Wiadomo, że do zatargu doszło na jednej z ulic urokliwej mazurskiej wsi. Nie wiadomo kto zadał pierwsze ciosy oraz czy sprawcy i ofiara znali się, co jest wielce prawdopodobne, bo miejscowość liczy mniej niż 1000 osób. Powód awantury nie jest znany.
Najgorsze jest jednak to, że 38-latek został bardzo ciężko pobity. 4 września trafił do szpitala. Lekarze robili wszystko, żeby uratować mu życie, ale niestety nie udało się, nieszczęśnik zmarł. Jego rodzina zawiadomiła o wszystkim policję. Dzięki monitoringowi już dzień później sprawcy zostali ustaleni i zatrzymani. Okazało się, że to dzieciaki. Pierwszy ma 15, drugi 16 lat. Mają już co nieco na sumieniu, jeden jest pod opieką kuratora.

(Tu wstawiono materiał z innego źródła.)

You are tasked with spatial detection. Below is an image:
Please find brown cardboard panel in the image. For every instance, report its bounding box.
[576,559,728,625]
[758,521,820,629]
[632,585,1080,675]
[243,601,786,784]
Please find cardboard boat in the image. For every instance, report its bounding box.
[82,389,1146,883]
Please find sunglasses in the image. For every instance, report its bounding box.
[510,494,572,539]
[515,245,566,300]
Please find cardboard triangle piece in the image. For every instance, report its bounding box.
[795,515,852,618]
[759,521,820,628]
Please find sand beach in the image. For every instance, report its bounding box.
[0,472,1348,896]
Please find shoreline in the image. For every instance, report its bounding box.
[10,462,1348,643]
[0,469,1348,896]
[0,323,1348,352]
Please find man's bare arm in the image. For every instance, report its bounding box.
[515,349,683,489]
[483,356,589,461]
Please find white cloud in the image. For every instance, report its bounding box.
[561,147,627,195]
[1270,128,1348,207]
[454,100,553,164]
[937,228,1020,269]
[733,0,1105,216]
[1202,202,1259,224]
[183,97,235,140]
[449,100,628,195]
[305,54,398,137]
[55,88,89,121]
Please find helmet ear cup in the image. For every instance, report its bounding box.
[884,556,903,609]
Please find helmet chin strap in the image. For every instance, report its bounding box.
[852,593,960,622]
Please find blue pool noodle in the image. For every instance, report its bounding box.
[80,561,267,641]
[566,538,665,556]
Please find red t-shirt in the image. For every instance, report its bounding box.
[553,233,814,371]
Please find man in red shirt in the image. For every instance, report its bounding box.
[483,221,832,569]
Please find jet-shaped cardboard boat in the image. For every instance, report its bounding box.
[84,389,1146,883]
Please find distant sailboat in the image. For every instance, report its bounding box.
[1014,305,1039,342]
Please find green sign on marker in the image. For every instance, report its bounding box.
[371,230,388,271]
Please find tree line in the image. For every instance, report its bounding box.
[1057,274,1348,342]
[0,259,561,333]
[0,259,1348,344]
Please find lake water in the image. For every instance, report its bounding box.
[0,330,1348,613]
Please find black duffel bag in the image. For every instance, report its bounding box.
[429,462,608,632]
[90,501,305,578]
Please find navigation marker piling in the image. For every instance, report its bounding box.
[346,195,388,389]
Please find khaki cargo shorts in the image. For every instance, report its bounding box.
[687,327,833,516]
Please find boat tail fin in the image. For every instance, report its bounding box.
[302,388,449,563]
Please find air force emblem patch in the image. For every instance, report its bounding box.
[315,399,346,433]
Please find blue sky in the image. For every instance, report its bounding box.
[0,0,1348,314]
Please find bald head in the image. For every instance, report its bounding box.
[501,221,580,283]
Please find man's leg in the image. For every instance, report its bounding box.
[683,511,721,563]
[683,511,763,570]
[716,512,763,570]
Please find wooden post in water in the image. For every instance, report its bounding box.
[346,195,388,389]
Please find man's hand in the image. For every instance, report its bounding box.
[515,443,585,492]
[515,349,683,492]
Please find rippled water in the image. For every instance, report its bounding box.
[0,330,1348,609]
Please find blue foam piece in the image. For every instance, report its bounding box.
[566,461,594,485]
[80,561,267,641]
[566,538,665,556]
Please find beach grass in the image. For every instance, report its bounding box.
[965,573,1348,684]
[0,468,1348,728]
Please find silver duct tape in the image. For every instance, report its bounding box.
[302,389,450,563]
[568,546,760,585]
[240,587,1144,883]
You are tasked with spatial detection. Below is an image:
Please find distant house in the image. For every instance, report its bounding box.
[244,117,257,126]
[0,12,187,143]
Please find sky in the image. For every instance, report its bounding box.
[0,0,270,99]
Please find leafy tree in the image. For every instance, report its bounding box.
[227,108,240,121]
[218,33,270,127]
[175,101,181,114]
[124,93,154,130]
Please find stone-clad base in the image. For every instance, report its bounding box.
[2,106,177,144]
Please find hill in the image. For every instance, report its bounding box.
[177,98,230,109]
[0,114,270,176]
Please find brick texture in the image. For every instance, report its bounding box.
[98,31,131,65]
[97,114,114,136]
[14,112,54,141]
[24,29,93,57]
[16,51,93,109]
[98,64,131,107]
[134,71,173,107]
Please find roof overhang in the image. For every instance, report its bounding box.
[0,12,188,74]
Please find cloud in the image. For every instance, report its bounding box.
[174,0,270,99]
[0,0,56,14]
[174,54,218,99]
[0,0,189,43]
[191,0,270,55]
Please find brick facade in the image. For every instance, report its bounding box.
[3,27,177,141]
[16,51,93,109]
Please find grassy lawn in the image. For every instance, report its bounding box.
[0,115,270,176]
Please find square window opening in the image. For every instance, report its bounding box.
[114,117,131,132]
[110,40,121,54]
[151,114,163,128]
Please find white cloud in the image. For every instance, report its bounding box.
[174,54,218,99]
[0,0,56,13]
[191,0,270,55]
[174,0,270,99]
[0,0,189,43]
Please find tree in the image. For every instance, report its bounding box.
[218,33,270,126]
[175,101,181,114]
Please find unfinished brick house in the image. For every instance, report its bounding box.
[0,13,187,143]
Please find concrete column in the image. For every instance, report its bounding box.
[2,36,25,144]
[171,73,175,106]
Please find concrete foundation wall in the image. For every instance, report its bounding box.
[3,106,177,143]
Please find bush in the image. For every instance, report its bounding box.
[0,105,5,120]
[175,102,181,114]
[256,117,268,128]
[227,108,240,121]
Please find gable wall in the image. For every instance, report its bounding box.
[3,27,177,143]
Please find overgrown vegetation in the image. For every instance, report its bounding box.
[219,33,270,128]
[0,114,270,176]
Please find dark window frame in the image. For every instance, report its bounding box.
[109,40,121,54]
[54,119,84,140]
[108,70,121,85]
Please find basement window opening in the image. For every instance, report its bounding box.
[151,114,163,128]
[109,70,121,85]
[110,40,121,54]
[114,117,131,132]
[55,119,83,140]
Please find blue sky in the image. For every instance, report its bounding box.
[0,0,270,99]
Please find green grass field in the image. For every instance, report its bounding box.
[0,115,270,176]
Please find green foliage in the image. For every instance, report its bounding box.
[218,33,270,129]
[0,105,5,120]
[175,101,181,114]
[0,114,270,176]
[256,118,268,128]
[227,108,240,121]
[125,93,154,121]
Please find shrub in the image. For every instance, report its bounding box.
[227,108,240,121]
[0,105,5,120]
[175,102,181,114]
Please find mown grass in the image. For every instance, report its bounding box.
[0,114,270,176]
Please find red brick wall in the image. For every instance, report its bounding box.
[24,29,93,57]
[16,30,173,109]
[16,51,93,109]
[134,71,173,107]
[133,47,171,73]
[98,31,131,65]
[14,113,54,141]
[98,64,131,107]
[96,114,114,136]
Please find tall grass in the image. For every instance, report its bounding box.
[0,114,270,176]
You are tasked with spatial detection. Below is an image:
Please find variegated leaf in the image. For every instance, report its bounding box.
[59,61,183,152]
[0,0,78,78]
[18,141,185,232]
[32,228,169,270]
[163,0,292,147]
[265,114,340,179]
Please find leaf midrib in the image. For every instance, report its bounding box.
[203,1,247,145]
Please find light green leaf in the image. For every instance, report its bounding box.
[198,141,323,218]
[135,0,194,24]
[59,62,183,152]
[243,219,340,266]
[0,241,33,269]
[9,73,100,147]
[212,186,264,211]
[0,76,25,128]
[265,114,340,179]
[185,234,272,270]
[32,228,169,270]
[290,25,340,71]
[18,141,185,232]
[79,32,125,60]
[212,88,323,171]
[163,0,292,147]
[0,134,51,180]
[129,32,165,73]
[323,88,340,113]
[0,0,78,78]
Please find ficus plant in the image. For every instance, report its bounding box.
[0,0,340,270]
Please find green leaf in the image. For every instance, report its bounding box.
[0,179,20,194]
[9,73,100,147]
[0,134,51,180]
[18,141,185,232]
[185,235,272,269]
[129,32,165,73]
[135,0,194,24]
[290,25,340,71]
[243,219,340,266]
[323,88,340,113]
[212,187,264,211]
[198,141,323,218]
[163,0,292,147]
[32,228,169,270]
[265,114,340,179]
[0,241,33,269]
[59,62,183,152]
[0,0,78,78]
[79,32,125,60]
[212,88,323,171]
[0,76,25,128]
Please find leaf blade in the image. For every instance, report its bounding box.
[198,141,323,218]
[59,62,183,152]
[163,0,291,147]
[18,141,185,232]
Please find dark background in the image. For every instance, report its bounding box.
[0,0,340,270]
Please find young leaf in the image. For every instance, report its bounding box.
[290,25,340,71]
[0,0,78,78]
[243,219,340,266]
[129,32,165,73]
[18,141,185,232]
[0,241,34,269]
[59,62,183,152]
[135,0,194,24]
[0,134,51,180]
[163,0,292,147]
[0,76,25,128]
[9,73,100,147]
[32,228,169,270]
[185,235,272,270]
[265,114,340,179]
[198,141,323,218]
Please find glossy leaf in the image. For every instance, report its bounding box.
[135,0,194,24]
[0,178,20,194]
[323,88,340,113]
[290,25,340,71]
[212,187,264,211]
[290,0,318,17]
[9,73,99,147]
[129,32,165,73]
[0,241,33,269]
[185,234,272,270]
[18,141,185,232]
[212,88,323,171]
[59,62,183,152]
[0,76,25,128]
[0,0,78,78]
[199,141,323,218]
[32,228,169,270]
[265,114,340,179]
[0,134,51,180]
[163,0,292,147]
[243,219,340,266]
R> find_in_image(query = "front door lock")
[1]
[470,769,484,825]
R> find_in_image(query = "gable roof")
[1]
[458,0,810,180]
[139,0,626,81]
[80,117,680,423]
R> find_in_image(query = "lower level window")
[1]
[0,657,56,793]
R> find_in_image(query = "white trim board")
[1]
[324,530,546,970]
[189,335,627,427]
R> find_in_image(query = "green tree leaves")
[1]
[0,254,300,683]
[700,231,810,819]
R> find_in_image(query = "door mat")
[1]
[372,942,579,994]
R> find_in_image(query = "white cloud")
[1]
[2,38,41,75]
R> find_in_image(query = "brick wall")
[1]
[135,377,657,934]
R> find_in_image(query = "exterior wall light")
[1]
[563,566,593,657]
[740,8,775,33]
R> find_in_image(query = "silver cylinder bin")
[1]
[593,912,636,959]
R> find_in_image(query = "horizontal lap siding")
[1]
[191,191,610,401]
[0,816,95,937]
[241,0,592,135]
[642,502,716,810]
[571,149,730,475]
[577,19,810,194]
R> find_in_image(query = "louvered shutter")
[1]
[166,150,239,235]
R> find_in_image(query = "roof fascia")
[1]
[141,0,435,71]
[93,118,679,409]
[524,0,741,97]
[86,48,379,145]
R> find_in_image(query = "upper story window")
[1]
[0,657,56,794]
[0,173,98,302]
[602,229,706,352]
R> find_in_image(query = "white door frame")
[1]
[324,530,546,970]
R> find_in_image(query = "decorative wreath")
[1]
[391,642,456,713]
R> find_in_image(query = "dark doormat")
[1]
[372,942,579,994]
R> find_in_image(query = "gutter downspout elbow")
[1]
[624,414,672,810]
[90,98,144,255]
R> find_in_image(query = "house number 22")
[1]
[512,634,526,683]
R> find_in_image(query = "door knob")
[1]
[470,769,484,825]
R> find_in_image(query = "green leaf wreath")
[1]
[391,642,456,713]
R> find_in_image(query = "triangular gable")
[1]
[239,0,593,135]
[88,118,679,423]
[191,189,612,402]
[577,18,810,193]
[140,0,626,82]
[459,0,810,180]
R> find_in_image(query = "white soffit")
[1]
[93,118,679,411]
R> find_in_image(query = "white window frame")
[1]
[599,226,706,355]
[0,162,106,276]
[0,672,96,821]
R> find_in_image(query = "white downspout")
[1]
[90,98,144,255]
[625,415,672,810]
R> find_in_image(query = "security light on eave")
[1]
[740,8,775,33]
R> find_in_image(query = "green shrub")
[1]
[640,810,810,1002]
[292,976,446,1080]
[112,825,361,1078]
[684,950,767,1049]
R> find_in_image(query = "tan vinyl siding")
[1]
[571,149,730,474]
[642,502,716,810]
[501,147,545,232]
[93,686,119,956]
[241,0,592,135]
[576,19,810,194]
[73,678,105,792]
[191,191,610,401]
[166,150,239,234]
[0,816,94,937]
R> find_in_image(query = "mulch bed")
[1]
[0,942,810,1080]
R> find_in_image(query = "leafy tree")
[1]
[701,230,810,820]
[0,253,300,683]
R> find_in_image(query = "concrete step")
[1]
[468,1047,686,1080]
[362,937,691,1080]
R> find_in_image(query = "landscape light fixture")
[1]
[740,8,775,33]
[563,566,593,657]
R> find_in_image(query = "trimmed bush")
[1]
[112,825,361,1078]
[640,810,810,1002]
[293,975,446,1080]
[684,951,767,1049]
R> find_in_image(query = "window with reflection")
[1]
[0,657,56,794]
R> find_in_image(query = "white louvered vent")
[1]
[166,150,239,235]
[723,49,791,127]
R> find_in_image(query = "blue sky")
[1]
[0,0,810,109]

Dzieci pobiły dorosłego na śmierć. Są w Izbie Dziecka
Chłopcy zostali umieszczeni w policyjnej Izbie Dziecka. Po zebraniu wszystkich materiałów staną przed Sądem Rodzinnym. Ponieważ są bardzo młodzi, najsurowszą karą, jaka ich może spotkać, jest pobyt w Zakładzie Poprawczym do ukończenia 21 roku życia. Potem wrócą do domów.